When Your Saga Rollback Succeeds and Your Users Lose Money

We had a saga-based payment flow. A user initiates a purchase, we reserve money on their account, proceed with the next steps, and if something fails — we roll back the reservation. Standard stuff.

One day, users started reporting that their money was stuck. They couldn’t buy anything, couldn’t transfer — the funds were just missing. We checked the logs. The rollback had executed. It had succeeded. That was the problem.

The Flow

Here’s a simplified version of what we had. The orchestrator calls the reservation service to hold funds on the user’s account, then proceeds with the rest of the saga:

Call reservation service → reserve money
Continue with next saga steps
If something fails → rollback the reservation
If rollback fails → separate process does continue calling automatic rollbacks with exponential backoff until succeeds

When the reservation call returned an expected business error — say, insufficient funds — there was no reservation to rollback. The service explicitly rejected the operation. Clean and simple.

But when the reservation call failed with a technical error — a timeout, a 500, a network hiccup — things went wrong.

The Race Condition

Here’s what was actually happening:

Orchestrator sends “reserve money” to the reservation service
Reservation service starts processing but is slow (network lag, high load, etc.)
Orchestrator hits a timeout and considers the operation failed
Orchestrator immediately sends “rollback reservation” to the same service
The service responds: “nothing to rollback”. The service hasn’t finished processing the reservation yet
Orchestrator marks the rollback as successful
The service finishes processing and commits the reservation
Money is now frozen with nobody coming to release it

The rollback arrived before the service had finished creating the thing we were trying to undo.

saga rollback race condition scheme

And unlike most race conditions, this one doesn’t produce an error.
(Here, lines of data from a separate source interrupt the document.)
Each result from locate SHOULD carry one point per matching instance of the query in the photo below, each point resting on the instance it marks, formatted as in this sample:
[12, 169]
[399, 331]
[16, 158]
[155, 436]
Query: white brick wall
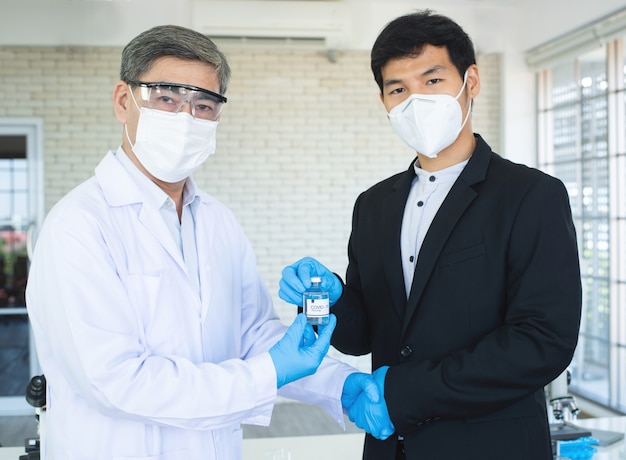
[300, 138]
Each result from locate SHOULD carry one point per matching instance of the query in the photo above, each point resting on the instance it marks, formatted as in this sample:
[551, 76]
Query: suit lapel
[392, 213]
[460, 197]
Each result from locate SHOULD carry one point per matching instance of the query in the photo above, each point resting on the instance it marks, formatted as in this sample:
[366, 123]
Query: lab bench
[350, 446]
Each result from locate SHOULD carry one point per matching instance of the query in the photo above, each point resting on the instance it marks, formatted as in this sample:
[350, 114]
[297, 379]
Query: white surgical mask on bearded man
[428, 123]
[171, 146]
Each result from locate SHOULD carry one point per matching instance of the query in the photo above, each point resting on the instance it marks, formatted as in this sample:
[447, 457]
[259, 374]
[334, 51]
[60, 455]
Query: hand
[355, 385]
[297, 278]
[373, 417]
[299, 353]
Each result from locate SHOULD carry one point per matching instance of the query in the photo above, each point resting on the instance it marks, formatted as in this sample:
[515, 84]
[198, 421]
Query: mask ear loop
[471, 104]
[132, 146]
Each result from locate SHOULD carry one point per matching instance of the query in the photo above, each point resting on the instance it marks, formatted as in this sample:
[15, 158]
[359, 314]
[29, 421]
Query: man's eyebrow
[426, 73]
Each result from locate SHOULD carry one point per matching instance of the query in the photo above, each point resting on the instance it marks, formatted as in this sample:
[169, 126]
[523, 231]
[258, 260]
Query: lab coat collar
[121, 186]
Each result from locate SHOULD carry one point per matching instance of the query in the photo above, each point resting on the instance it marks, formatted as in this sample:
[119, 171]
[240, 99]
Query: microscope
[36, 397]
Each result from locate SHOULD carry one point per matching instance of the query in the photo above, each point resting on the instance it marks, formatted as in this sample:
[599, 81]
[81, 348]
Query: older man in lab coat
[155, 332]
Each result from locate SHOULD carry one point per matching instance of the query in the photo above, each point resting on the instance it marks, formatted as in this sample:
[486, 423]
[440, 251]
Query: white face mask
[171, 146]
[429, 123]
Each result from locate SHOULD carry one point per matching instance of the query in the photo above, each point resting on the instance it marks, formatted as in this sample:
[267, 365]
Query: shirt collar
[449, 173]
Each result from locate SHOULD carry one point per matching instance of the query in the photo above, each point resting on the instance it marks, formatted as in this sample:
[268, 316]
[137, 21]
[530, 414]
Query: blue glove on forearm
[357, 384]
[299, 353]
[297, 279]
[373, 417]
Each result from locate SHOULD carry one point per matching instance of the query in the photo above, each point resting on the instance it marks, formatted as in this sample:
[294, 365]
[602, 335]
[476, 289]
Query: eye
[398, 90]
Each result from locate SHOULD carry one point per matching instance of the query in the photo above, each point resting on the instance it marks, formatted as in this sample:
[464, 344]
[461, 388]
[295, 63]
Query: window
[582, 140]
[20, 213]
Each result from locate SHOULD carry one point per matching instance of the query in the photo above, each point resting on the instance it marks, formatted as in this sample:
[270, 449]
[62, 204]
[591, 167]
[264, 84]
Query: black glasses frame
[213, 95]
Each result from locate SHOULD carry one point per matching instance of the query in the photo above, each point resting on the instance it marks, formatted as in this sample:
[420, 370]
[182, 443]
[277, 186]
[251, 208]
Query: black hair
[408, 34]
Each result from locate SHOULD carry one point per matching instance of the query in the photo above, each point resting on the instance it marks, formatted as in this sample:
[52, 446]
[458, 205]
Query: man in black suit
[463, 279]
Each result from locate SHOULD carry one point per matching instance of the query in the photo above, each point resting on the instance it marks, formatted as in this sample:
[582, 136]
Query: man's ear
[121, 101]
[473, 81]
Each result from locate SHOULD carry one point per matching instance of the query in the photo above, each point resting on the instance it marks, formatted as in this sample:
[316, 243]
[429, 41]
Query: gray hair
[141, 52]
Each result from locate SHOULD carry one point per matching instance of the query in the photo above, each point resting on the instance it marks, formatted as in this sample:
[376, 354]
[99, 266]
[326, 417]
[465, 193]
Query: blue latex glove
[373, 417]
[297, 279]
[299, 353]
[357, 384]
It produces a successful no-op. The orchestrator thinks everything is clean. No alerts fire. The user notices funds.

Why This Happens Only After Technical Errors

This distinction turned out to be the key insight.

Business errors (like “insufficient funds” or “account blocked”) mean the service explicitly rejected the operation. No reservation was created. The service knows its own state and is telling you the truth. You can safely proceed with rolling back any previous saga steps.

Technical errors (timeouts, 500s, network failures) mean the orchestrator has no idea what happened. Maybe the reservation failed. Maybe it’s still being processed. Maybe it succeeded but the response got lost. The orchestrator is guessing — and if it guesses “let me rollback immediately,” it hits the race condition.

The key difference: after a business error, the service knows nothing happened. After a technical error, nobody knows.

The Fix

The fix is surprisingly simple: only trigger an immediate rollback after business errors. After technical errors — do nothing.

if (error.getType().equals("business")) {
  rollback(reservationId); // safe — the service rejected the operation, nothing was created
} else {
  // do nothing, wait until automatic rollback happens, e.g. after 5 minutes
}

If the orchestrator gets a timeout or a 500, it doesn’t rush to rollback. The reservation has a built-in expiry — an automatic rollbacks with exponential backoff will be happening regardless. Let it do its job.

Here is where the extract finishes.